8. The high-voltage interlock structure for the electric vehicle charging socket according to claim 7, further comprising a clamping piece and a clamping groove, wherein the clamping piece is disposed on one of an outer periphery of the connecting terminal and an inner wall of the corresponding through-hole, and the clamping groove is disposed on the other one of the outer periphery of the connecting terminal and the inner wall of the corresponding through-hole.

9. The high-voltage interlock structure for the electric vehicle charging socket according to claim 7, wherein each of the interlock connecting seats is integrally injection-molded with or detachably connected to the charging socket body.

10. The high-voltage interlock structure for the electric vehicle charging socket according to claim 7, wherein the top of the connecting terminal is lower than the top of the through-hole, and the male end connector is U-shaped or V-shaped, two ends of which are respectively inserted into the corresponding through-holes to be electrically connected to the connecting terminals therein.

11. The high-voltage interlock structure for the electric vehicle charging socket according to claim 6, wherein a contact resistance between the male end connector and the connecting terminal is less than 9 mΩ.

12. The high-voltage interlock structure for the electric vehicle charging socket according to claim 7, wherein the interlock connecting seat comprises a base and a protrusion, and two of the through-holes pass through the base and the protrusion respectively; the male end connector is U-shaped or V-shaped and is fixedly connected to the mounting portion of the connector or of the rear cover, the mounting portion further comprises a cavity with one end opened, and two ends of the U-shaped male end connector or the V-shaped male end connector protrude from a bottom surface of the cavity; and the protrusion is matched with the cavity by plugging, and the two ends of the U-shaped male end connector or the V-shaped male end connector are inserted into the corresponding through-holes to be electrically connected to the connecting terminals therein.

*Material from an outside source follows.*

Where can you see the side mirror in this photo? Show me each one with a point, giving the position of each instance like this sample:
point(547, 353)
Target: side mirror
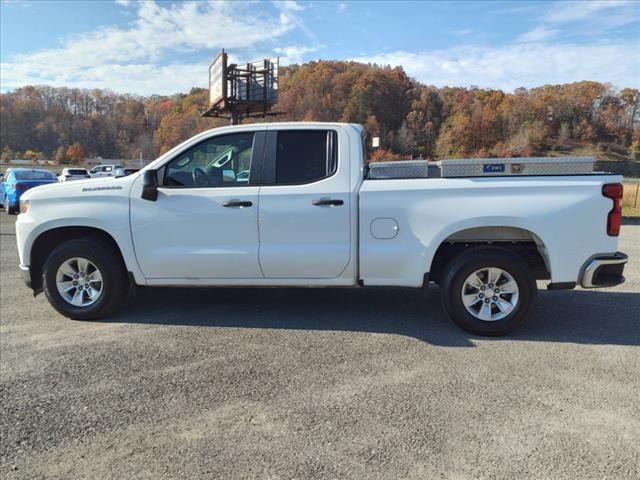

13. The high-voltage interlock structure for the electric vehicle charging socket according to claim 10, wherein when the connector or the rear cover and the charging socket body are in a mounting position, two ends of the U-shaped male end connector or the V-shaped male end connector are overlapped with the connecting terminal by plugging.

14. The high-voltage interlock structure for the electric vehicle charging socket according to claim 1, wherein a sealing device is disposed between the connector, the rear cover and the charging socket body.

15. The high-voltage interlock structure for the electric vehicle charging socket according to claim 1, wherein the connector and the rear cover are connected to the charging socket body by means of one or more of adhesive connection, magnetic connection, bayonet connection, plugging connection and latching connection.

16. A charging apparatus, comprising a charging terminal, a cable and the high-voltage interlock structure for the electric vehicle charging socket according to claim 1, wherein the charging terminal is connected to the cable and disposed in the charging socket body to conduct high-voltage current; when the connector and/or the rear cover is completely separated from the charging socket body, the male end connector and the female end connector are disconnected, and at the same time, a signal is given to the control device so that the control device disconnects the high-voltage current in the cable.

17. The charging apparatus according to claim 16, wherein the charging terminal is connected to a plug-in terminal of a mating end to conduct current, and when the male end connector is about to be separated from the female end connector, the charging terminal is not separated from the plug-in terminal.